Thirty years ago Rupert Everett was replaced by the older, less funny Daniel Day-Lewis as Bennett. Then it was Colin Firth’s turn in the part. When the film was made in 1984, Everett returned to his old part and Colin Firth got to play the cricket-loving communist Judd. Mitchell couldn’t believe his luck that he had turned his unhappy schooldays into a play that gave so much pleasure.
‘When I left school I thought I would grow out of what we all regarded as a “passing phase”. When I discovered I wasn’t going to, I was very upset. I didn’t know how to behave; I didn’t know it was going to be my life. My father hated the fact I was queer. We never discussed it but it was obvious from the things I wrote. He didn’t speak to me for two years after one of my books [his 1968 novel The Undiscovered Country] made things pretty plain. It was very painful for my mother but eventually we made it up.’
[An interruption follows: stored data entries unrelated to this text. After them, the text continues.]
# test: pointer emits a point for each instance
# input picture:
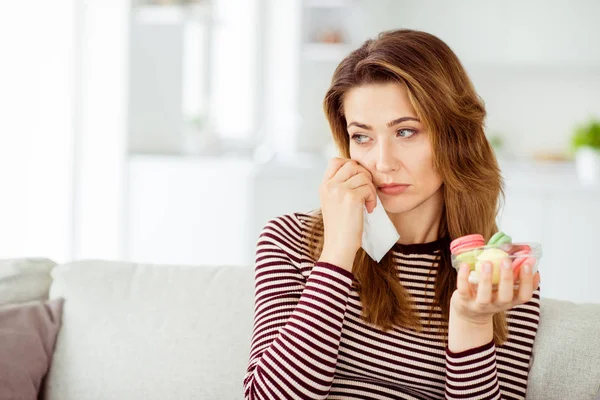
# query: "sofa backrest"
(134, 331)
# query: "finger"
(505, 287)
(333, 166)
(536, 281)
(362, 169)
(484, 290)
(462, 281)
(361, 179)
(346, 171)
(526, 284)
(358, 180)
(367, 196)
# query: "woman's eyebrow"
(389, 124)
(400, 120)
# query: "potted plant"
(586, 145)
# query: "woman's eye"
(360, 139)
(406, 133)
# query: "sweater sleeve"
(487, 372)
(297, 321)
(472, 374)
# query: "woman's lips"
(392, 189)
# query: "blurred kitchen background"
(171, 131)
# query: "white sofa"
(132, 331)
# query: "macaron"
(467, 242)
(495, 257)
(499, 238)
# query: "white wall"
(535, 63)
(36, 128)
(100, 164)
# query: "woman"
(332, 323)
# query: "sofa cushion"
(566, 352)
(24, 279)
(166, 332)
(27, 336)
(151, 332)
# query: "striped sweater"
(309, 341)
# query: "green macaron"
(499, 238)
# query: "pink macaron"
(466, 242)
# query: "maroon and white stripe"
(309, 341)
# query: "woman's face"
(387, 138)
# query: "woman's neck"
(421, 224)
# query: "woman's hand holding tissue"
(346, 188)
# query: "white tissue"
(379, 232)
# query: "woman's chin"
(395, 206)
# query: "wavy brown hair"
(445, 101)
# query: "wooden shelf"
(325, 3)
(334, 52)
(171, 14)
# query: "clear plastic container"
(517, 253)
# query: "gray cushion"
(151, 332)
(566, 363)
(160, 332)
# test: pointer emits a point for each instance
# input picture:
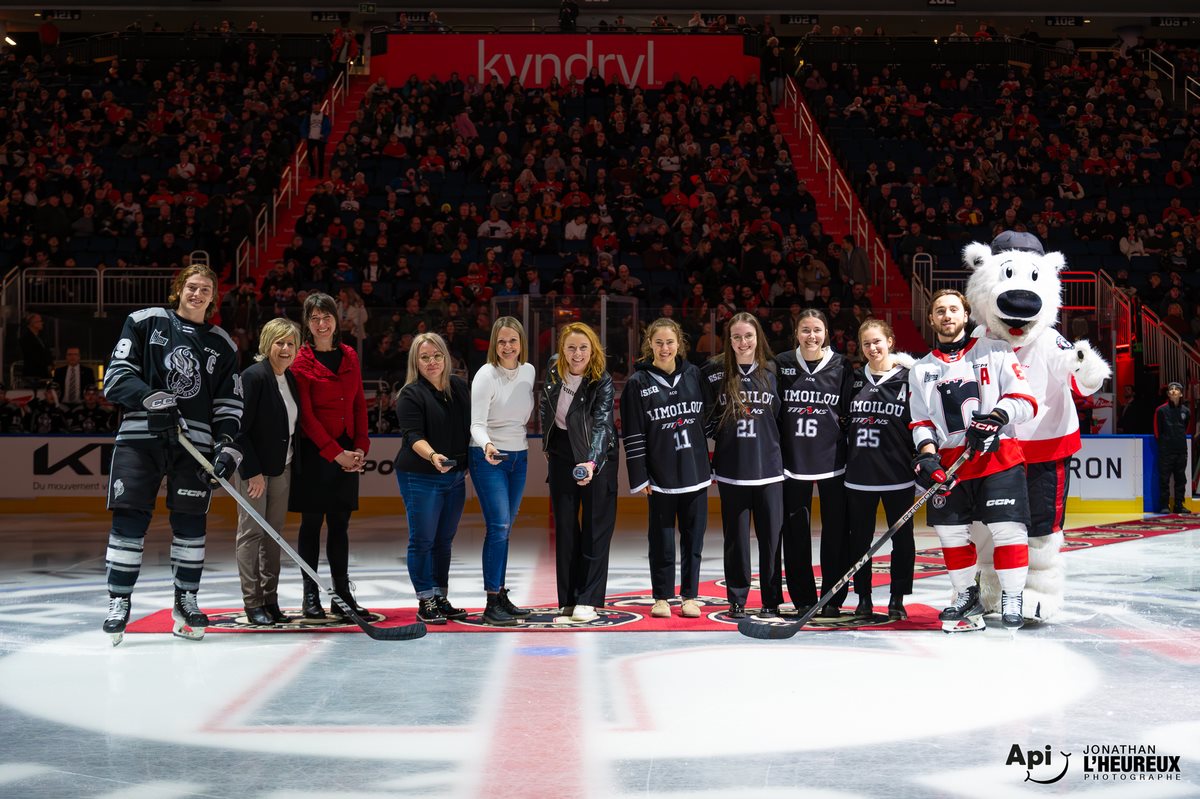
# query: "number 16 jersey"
(815, 401)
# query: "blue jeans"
(499, 488)
(433, 505)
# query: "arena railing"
(838, 186)
(1156, 61)
(1176, 359)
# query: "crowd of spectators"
(1090, 155)
(136, 163)
(445, 193)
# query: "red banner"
(646, 61)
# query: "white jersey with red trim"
(947, 388)
(1053, 433)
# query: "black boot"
(342, 588)
(258, 616)
(277, 616)
(509, 607)
(312, 608)
(496, 616)
(429, 611)
(449, 610)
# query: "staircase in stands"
(343, 115)
(897, 307)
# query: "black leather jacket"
(589, 420)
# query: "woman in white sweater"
(501, 403)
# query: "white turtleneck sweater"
(501, 404)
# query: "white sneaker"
(585, 613)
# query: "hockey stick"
(406, 632)
(774, 631)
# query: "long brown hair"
(670, 324)
(735, 407)
(177, 287)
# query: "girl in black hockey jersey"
(663, 422)
(814, 388)
(743, 403)
(879, 463)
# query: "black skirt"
(319, 485)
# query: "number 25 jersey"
(947, 388)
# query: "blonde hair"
(670, 324)
(274, 331)
(595, 366)
(515, 324)
(439, 344)
(177, 287)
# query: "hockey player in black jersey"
(743, 402)
(879, 463)
(814, 389)
(169, 370)
(663, 424)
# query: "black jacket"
(264, 434)
(425, 413)
(1171, 427)
(589, 420)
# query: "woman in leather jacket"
(579, 438)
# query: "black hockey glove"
(226, 460)
(983, 432)
(930, 473)
(162, 413)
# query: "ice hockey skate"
(1011, 614)
(190, 623)
(118, 617)
(966, 613)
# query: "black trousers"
(765, 506)
(798, 539)
(585, 517)
(337, 542)
(691, 511)
(1171, 463)
(1048, 484)
(862, 506)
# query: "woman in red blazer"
(331, 449)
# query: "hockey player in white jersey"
(970, 392)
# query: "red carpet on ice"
(631, 612)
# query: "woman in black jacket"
(433, 410)
(268, 431)
(580, 440)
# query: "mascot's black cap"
(1015, 240)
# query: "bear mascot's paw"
(1047, 580)
(1089, 368)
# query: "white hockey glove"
(226, 460)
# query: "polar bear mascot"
(1015, 295)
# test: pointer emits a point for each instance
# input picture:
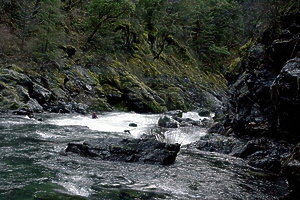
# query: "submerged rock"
(262, 152)
(148, 151)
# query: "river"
(31, 167)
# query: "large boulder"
(291, 169)
(286, 97)
(148, 151)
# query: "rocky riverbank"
(264, 103)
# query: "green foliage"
(105, 14)
(49, 28)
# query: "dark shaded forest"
(210, 32)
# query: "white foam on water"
(111, 122)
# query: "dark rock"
(291, 169)
(35, 106)
(41, 94)
(261, 153)
(204, 113)
(128, 150)
(286, 98)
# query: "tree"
(103, 12)
(48, 28)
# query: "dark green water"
(31, 167)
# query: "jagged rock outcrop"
(100, 88)
(148, 151)
(265, 97)
(264, 100)
(263, 153)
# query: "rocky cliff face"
(264, 95)
(265, 98)
(129, 86)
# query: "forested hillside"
(146, 56)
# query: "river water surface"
(31, 167)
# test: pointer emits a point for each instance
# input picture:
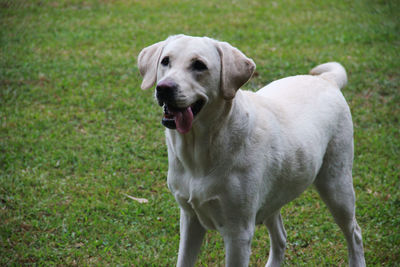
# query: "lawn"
(78, 136)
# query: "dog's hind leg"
(335, 186)
(277, 235)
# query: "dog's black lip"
(168, 119)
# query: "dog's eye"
(199, 65)
(165, 61)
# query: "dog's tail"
(331, 71)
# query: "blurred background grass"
(77, 133)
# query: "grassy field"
(77, 134)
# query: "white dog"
(236, 157)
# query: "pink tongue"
(183, 120)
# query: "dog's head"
(190, 73)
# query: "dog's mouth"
(181, 119)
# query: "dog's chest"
(200, 198)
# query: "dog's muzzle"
(179, 118)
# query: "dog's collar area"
(181, 118)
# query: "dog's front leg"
(191, 237)
(238, 247)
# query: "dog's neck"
(198, 149)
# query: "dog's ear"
(236, 69)
(148, 62)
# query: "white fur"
(248, 154)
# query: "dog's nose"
(166, 91)
(166, 86)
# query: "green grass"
(77, 133)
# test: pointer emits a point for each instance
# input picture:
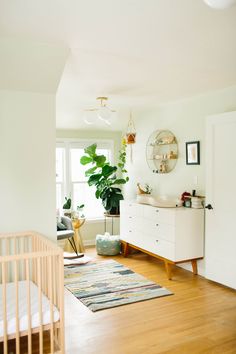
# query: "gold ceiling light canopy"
(102, 113)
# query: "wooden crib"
(31, 294)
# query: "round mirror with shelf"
(162, 151)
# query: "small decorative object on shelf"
(146, 190)
(162, 151)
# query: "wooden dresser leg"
(194, 266)
(126, 249)
(168, 267)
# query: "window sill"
(97, 220)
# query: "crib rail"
(34, 263)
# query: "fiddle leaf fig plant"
(67, 204)
(104, 177)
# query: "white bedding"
(23, 317)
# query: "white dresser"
(175, 235)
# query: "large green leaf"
(85, 160)
(120, 181)
(94, 179)
(108, 170)
(90, 171)
(100, 160)
(91, 150)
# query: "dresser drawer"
(161, 248)
(130, 209)
(165, 215)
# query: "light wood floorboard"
(199, 318)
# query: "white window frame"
(70, 143)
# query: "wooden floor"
(199, 318)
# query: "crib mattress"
(23, 316)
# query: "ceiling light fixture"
(102, 113)
(220, 4)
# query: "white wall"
(186, 119)
(27, 162)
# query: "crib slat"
(28, 306)
(61, 304)
(29, 256)
(17, 306)
(50, 283)
(4, 302)
(39, 283)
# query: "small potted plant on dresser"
(104, 177)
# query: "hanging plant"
(131, 131)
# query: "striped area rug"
(105, 284)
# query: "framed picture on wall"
(193, 153)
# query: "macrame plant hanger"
(130, 135)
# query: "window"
(70, 176)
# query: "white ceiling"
(136, 52)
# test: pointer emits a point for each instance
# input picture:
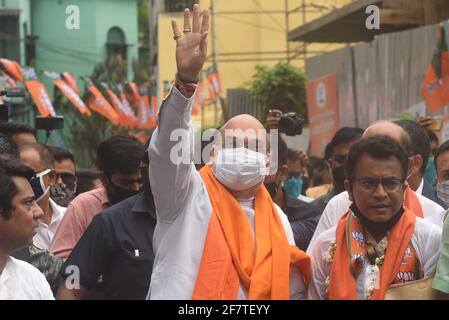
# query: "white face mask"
(443, 191)
(38, 185)
(239, 168)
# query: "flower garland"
(383, 244)
(376, 268)
(330, 258)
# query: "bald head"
(387, 128)
(243, 122)
(244, 130)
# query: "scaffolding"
(294, 51)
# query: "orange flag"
(118, 107)
(142, 118)
(71, 81)
(152, 122)
(40, 97)
(435, 88)
(131, 115)
(74, 98)
(11, 82)
(13, 68)
(99, 104)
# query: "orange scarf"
(398, 258)
(411, 201)
(229, 257)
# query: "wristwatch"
(186, 88)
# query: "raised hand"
(191, 44)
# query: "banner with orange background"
(323, 111)
(68, 92)
(38, 93)
(13, 69)
(97, 102)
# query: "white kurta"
(184, 209)
(426, 240)
(45, 233)
(19, 280)
(340, 204)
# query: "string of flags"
(137, 109)
(435, 87)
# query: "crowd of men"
(147, 224)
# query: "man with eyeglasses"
(64, 190)
(420, 205)
(378, 241)
(19, 214)
(40, 159)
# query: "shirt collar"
(140, 205)
(58, 211)
(421, 186)
(4, 276)
(102, 195)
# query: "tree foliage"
(281, 87)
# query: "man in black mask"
(336, 153)
(118, 245)
(303, 216)
(119, 159)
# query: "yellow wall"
(234, 33)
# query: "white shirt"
(45, 233)
(340, 204)
(19, 280)
(184, 209)
(426, 240)
(420, 187)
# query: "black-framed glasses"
(295, 175)
(67, 178)
(391, 184)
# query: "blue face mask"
(293, 187)
(430, 174)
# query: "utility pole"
(287, 29)
(214, 53)
(154, 7)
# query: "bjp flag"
(40, 97)
(435, 88)
(142, 117)
(118, 107)
(152, 122)
(70, 80)
(11, 82)
(131, 115)
(215, 81)
(13, 69)
(99, 104)
(73, 97)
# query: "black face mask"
(116, 193)
(62, 194)
(339, 179)
(377, 228)
(271, 188)
(305, 184)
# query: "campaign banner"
(40, 97)
(323, 111)
(13, 69)
(73, 97)
(99, 104)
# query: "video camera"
(289, 123)
(10, 93)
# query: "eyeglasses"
(295, 175)
(67, 178)
(389, 184)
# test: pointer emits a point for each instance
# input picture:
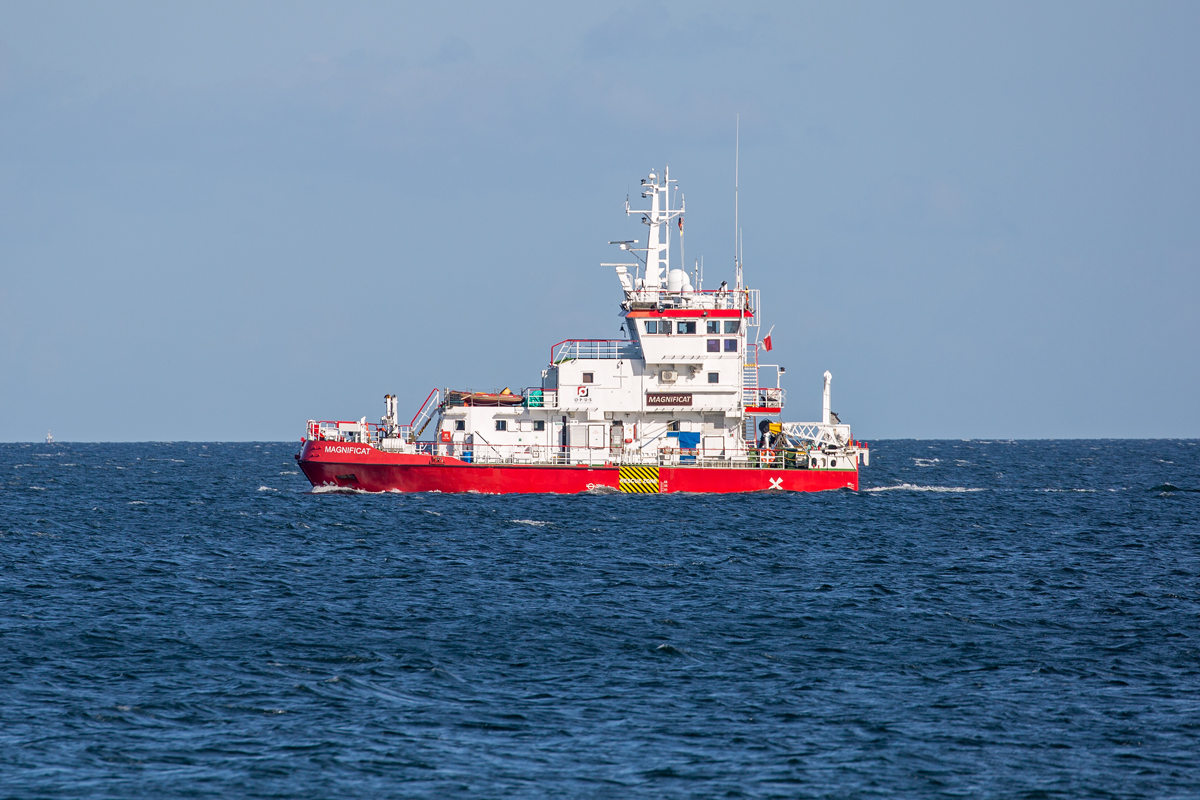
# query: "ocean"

The play’s title, incidentally, comes not from Marlowe’s line about fornication (‘but that was in another country/ And besides, the wench is dead’) but from that teary hymn ‘I Vow To Thee, My Country’. It was written by the diplomat Cecil Spring Rice in 1908 as a poem. He later changed it to allude to the terrible British losses in the first world war. ‘It was sung at my prep school at the Remembrance Day service and it was always a very emotional occasion,’ says Mitchell. ‘People never guess the point about it. The line “and there’s another country…” is of course referring to heaven. But to Judd it’s Soviet Russia.’
Mitchell is happy to be a one-hit wonder and delighted to be having his play revived. But who, politically speaking, is the key character? Is it the dangerously disaffected Bennett or his idealist chum? ‘Ah,’ he says, clearly fond of all the boys he created. ‘Watch out for Menzies, he ends up as David Cameron. He’s the one who betrays them all.’
Another Country opens at Trafalgar Studio 1 on 3 April.